El 1 de octubre de 1949 Mao Tse Tung anunció el comienzo de la República Popular China, que nació luego de 30 años de lucha y con el inminente desafío de reorganizar un territorio de cerca de diez millones de kilómetros cuadrados. Un territorio, además, que se encontraba por entonces devastado por la guerra civil, sin industria, con una alta tasa de desempleo, con una esperanza de vida de 40 años en algunas regiones, y con una gran crisis alimentaria.
Los 27 años de liderazgo del dogmático Mao fueron suficientes para reconocer el valor de su obra: el logro de una China unida, pero dolida por el gran costo social (producto de la Revolución Cultural), y aún escéptica al logro del fin último de la corriente confusiana: el bienestar de los gobernados.
Este escenario, favoreció a Deng Xiao Ping, a la muerte de Mao en 1976, para llevar a cabo el modelo de “Reforma y Apertura” iniciado en 1978, que permitió la entrada del capitalismo a un mercado controlado monopólicamente por el Estado. El cambio de orientación político–económica tuvo sus luces y sus sombras, puesto que, si bien los datos macroeconómicos mostraron un crecimiento sostenido del Producto Bruto Interno (PBI), que nunca volvió a valores negativos luego de 1976, lo cierto es que los movimientos sociales contrarios al régimen autoritario instaurado fueron brutalmente reprimidos desde 1989, con el levantamiento de intelectuales y estudiantes en la plaza de Tiananmen, hasta hoy, con los últimos escenarios producidos en Hong Kong.

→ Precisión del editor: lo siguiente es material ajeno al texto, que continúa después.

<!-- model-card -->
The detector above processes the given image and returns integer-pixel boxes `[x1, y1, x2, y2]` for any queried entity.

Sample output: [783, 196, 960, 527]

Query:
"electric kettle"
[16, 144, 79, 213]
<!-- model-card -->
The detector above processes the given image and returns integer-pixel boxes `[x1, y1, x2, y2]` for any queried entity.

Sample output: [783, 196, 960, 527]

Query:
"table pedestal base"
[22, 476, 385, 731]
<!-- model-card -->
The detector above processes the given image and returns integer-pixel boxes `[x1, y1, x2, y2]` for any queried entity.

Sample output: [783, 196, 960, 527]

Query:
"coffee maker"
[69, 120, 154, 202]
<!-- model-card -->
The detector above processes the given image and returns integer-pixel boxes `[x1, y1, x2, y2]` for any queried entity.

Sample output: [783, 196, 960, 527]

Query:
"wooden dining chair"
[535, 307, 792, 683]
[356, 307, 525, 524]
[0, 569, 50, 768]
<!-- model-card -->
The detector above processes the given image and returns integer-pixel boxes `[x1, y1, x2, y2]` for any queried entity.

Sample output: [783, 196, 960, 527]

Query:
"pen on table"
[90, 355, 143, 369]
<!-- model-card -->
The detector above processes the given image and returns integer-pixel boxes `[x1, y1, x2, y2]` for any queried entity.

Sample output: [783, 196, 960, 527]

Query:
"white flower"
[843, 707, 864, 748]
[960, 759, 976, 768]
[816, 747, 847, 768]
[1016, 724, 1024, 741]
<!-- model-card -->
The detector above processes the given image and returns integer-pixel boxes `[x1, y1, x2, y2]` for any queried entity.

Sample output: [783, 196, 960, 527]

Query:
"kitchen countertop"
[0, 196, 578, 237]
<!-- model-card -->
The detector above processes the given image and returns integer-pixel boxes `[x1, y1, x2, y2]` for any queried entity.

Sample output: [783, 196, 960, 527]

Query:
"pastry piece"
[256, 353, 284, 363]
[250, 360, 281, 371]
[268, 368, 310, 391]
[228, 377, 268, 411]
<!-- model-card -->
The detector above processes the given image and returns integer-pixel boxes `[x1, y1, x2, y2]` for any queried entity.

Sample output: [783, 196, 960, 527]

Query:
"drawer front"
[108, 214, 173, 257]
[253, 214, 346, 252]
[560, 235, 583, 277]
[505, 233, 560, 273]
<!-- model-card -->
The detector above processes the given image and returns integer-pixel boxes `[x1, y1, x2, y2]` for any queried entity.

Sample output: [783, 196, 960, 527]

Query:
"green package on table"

Es importante reconocer que el crecimiento económico puertas adentro fue lo suficientemente alentador como para que Jiang Zemin, presidente entre 1993–2003, decidiera incorporar a China a la Organización Mundial del Comercio (OMC) en 2001, lo que le permitió salir con decoro de la posición de “taller del mundo”, para comenzar la trayectoria de una meta mucho más ambiciosa: la de convertir a China en una potencia global.
Así fue como Hu Jintao, en el marco de la mayor crisis financiera desde el “crash” de Wall Street de 1929, que se reproducía en los años 2007–2008, logró expandir su influencia internacional mediante alianzas estratégicas con las diferentes regiones del mundo, dando muestra de su sólida economía y su crecimiento macroeconómico a gran escala: “crecimiento a tasas chinas”.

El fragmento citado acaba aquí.